Eigenvectors anybody/

Answer 1

\[ \textbf{T}= \begin{pmatrix} 1 & 1-i \\ 1+i & 0 \\ \end{pmatrix} \]\[\lambda_{1,2}=-1,2 \in \mathbb{R}\]

Answer 2

2 1-i
1+i 1

1 (1-i)/2
1+i 1

-1-i 0
1+i 1

1 (1-i)/2
0 1

1 0
0 1

hmm

Answer 3

does that mean 0,0 is a eugene vector?

Answer 4

i dont think that a zero vector is allowed to be an eigenvector

Answer 5

i dont think so either

Answer 6

did we get the Ls right?

Answer 7

i think i get L = -1 and 0

Answer 8

Ls?

Answer 9

of you mean lambdas yeah im sure they are right

Answer 10

\[\text{The Eigenvalues of }\textbf{T } \lambda_j \]\[\textbf{T}|\alpha \rangle=\lambda_j|\alpha\rangle \]\[\left( \textbf{T}-\lambda \textbf{I}\right) | \alpha \rangle =0\]\[\left| \begin{pmatrix} 1-\lambda & 1-i \\ 1+i & -\lambda \\ \end{pmatrix}\right|=0\]\[(1-\lambda)(-\lambda)-(1+i)(1-i)=0\]\[\lambda^2-\lambda-(1-i^2)=0\]\[\lambda^2-\lambda-2=0\]\[(\lambda+1)(\lambda-2)=0\]\[\lambda_{1,2}=-1,2 \in \mathbb{R}\]

Answer 11

tell me if i have made a mistake

Answer 12

-(1+i) = -1-i

-1-i
1+i
------
-1 -i+i-i^2 = -1--1 = 0

Answer 13

1+i
1-i
----
1 +i -i -i^2 = 1--1 = 2

so i have to wonder what it is ive forgotten

Answer 14

-i -i = -2i; i see that

Answer 15

\[\textbf{T}|\alpha \rangle=\lambda_1|\alpha\rangle =-1|\alpha\rangle\]
\[ \begin{pmatrix} 1-(-1) & 1-i \\ 1+i & 0-(-1) \\ \end{pmatrix} \begin{pmatrix} \alpha_1\\ \alpha_2 \end{pmatrix} = -1\begin{pmatrix} \alpha_1\\ \alpha_2 \end{pmatrix}\]
\[ \begin{pmatrix} 2 & 1-i \\ 1+i & 1 \\ \end{pmatrix} \begin{pmatrix} \alpha_1\\ \alpha_2 \end{pmatrix} = \begin{pmatrix} -\alpha_1\\ -\alpha_2 \end{pmatrix}\]
\[2\alpha_1+(1-i)\alpha_2=-\alpha_1\quad{{(i)}}\]
\[(1+i)\alpha_1+\alpha_2=-\alpha_2\quad{{(ii)}}\]

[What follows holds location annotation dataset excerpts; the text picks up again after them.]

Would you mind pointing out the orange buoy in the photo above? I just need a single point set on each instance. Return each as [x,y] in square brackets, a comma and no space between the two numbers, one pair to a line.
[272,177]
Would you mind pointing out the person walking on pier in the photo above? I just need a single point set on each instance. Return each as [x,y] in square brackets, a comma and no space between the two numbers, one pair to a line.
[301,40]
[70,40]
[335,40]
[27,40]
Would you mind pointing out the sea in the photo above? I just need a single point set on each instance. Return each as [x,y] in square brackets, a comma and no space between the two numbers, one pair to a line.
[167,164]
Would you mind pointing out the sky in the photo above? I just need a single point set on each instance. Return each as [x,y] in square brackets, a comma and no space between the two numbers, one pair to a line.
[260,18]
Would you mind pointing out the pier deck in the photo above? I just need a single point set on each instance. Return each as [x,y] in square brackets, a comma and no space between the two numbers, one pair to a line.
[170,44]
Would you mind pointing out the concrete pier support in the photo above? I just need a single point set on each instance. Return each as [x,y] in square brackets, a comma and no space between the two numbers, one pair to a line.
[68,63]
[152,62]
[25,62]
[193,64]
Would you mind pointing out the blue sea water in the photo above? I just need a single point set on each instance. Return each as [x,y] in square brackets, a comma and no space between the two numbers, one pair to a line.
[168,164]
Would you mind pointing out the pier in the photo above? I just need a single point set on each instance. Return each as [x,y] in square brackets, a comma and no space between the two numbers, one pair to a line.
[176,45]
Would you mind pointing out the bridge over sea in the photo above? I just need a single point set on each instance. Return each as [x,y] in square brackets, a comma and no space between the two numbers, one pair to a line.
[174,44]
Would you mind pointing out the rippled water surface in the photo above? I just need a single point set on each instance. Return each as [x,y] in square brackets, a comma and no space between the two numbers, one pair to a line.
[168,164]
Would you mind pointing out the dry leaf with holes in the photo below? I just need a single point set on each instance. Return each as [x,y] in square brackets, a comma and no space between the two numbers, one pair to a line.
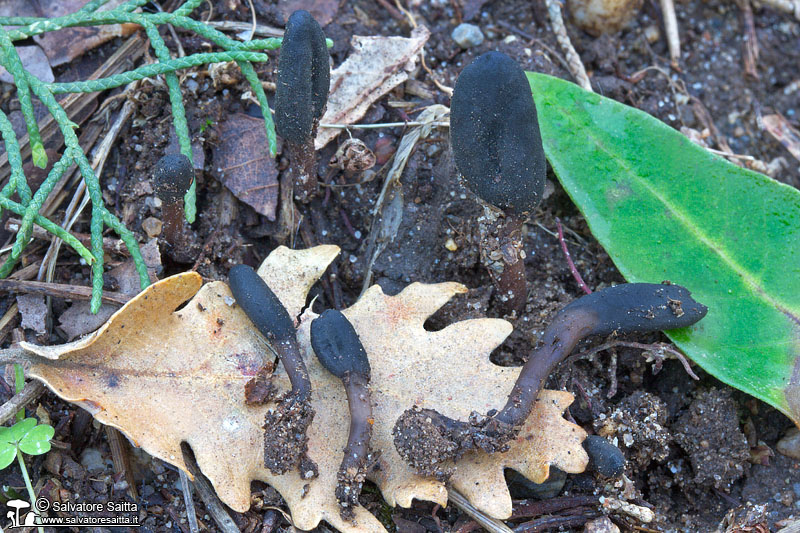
[376,66]
[163,376]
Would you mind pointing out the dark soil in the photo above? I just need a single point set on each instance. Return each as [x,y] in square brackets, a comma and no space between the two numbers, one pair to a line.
[695,450]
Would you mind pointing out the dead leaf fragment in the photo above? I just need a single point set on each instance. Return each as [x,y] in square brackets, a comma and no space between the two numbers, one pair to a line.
[163,376]
[323,11]
[62,46]
[35,61]
[245,167]
[33,310]
[376,66]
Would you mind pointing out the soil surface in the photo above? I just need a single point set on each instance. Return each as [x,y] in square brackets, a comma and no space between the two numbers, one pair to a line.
[695,451]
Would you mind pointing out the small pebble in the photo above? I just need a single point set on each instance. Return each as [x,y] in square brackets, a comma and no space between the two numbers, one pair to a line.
[152,226]
[601,525]
[523,488]
[604,458]
[92,459]
[467,35]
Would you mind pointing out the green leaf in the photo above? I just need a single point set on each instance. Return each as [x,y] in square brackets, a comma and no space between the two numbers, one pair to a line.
[667,209]
[8,450]
[37,440]
[39,155]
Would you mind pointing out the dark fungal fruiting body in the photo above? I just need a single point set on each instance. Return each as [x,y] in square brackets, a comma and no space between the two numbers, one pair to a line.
[340,351]
[285,440]
[498,150]
[604,458]
[171,180]
[301,96]
[627,308]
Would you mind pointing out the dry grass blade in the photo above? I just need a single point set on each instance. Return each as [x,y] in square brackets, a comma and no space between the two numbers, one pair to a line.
[73,104]
[490,524]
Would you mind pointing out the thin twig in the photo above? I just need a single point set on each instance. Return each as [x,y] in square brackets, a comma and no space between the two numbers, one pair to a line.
[384,125]
[191,515]
[206,492]
[750,39]
[120,456]
[231,25]
[572,268]
[33,389]
[574,62]
[652,348]
[490,524]
[671,29]
[60,290]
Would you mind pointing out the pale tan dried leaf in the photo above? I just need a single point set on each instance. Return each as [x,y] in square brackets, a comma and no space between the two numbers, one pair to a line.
[163,377]
[376,66]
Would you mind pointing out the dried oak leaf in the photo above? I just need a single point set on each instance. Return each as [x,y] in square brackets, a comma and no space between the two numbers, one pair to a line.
[163,376]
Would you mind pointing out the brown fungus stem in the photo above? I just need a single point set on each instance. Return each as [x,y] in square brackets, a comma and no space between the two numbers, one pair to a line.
[340,351]
[171,180]
[285,440]
[626,308]
[498,150]
[301,96]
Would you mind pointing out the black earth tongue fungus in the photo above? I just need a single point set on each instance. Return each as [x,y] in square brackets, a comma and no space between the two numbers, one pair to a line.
[172,178]
[301,94]
[498,150]
[340,351]
[427,439]
[285,440]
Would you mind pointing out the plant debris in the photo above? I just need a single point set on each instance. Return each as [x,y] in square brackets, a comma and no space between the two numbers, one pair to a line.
[143,348]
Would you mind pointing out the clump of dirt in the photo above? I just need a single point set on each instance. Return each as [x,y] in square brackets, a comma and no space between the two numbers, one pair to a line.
[638,426]
[709,433]
[285,437]
[426,439]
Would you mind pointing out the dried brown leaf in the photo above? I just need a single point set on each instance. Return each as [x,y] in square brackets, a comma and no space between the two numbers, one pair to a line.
[245,167]
[376,66]
[62,46]
[35,61]
[164,376]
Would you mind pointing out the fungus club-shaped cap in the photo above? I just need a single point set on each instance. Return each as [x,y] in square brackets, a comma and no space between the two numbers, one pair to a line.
[304,78]
[173,176]
[639,307]
[337,345]
[260,304]
[495,134]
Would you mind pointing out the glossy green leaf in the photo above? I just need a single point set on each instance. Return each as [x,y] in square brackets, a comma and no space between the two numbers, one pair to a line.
[667,209]
[37,440]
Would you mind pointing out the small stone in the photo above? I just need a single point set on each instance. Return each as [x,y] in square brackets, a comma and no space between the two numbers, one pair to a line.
[92,459]
[604,458]
[152,226]
[467,35]
[523,488]
[789,445]
[601,525]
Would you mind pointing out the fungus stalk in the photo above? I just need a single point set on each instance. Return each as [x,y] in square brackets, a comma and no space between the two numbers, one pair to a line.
[172,178]
[503,254]
[340,351]
[301,96]
[285,440]
[626,308]
[498,150]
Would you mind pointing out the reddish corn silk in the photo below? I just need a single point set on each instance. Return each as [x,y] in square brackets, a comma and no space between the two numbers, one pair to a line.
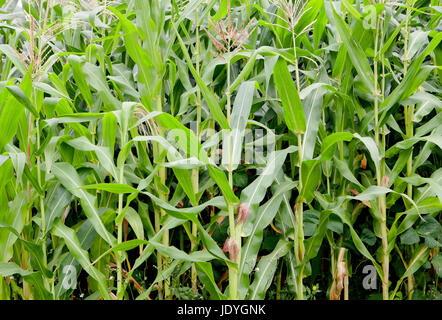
[242,212]
[231,247]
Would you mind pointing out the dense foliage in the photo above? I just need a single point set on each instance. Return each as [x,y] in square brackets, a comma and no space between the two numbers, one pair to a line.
[220,149]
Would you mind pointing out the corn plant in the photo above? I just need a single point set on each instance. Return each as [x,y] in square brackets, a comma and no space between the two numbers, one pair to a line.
[220,149]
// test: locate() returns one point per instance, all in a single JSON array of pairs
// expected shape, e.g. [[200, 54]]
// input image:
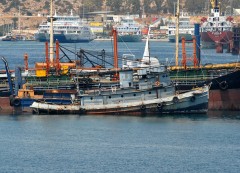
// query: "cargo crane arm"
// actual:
[[8, 75]]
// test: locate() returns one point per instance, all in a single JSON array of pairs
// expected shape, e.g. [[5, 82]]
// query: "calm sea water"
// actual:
[[200, 143], [52, 143]]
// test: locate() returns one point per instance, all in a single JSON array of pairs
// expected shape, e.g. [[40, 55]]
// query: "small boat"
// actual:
[[66, 29], [129, 31], [216, 29]]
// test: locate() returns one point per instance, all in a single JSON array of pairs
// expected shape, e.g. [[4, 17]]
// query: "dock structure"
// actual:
[[236, 40]]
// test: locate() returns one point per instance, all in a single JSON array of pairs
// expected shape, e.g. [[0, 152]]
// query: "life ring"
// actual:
[[192, 99], [143, 107], [223, 85], [175, 99], [11, 99], [82, 110], [16, 102], [157, 83], [160, 105]]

\[{(i) \rightarrow }\quad (1-i)\alpha_2=\alpha_1\]
\[{{(ii)}\rightarrow}\quad(1+i)\alpha_1=0\]

Answer 16

yours looks better :)

Answer 17

i have been working on it for quite some time

Answer 18

my innate ability to multiply incorrectly rears its head

Answer 19

i dont know if this help but the solution in the back of the book
part (c)

Answer 20

it looks like they have left something out to me

Answer 21

Ax = Lx

Ax - Lx = 0

(A-L)x = 0

rref A-L to determine eugene vectors

Answer 22

so i have to get it in reduced row echelon form i guess i didn't actually do that

Answer 23

thats what i tried to do before i forgot how to multiply

Answer 24

http://www.wolframalpha.com/input/?i=rref%7B%7B2%2C1-i%7D%2C%7B1%2Bi%2C1%7D%7D

Ev1 = [ (i-1)/2 ]
[ 1 ]

Answer 25

the other one should reduce to i-1 , 1

Answer 26

so the back of the book has the right answer,
and i hadn't thought of using wolfram to reduce my matrices so that is helpful to know as well.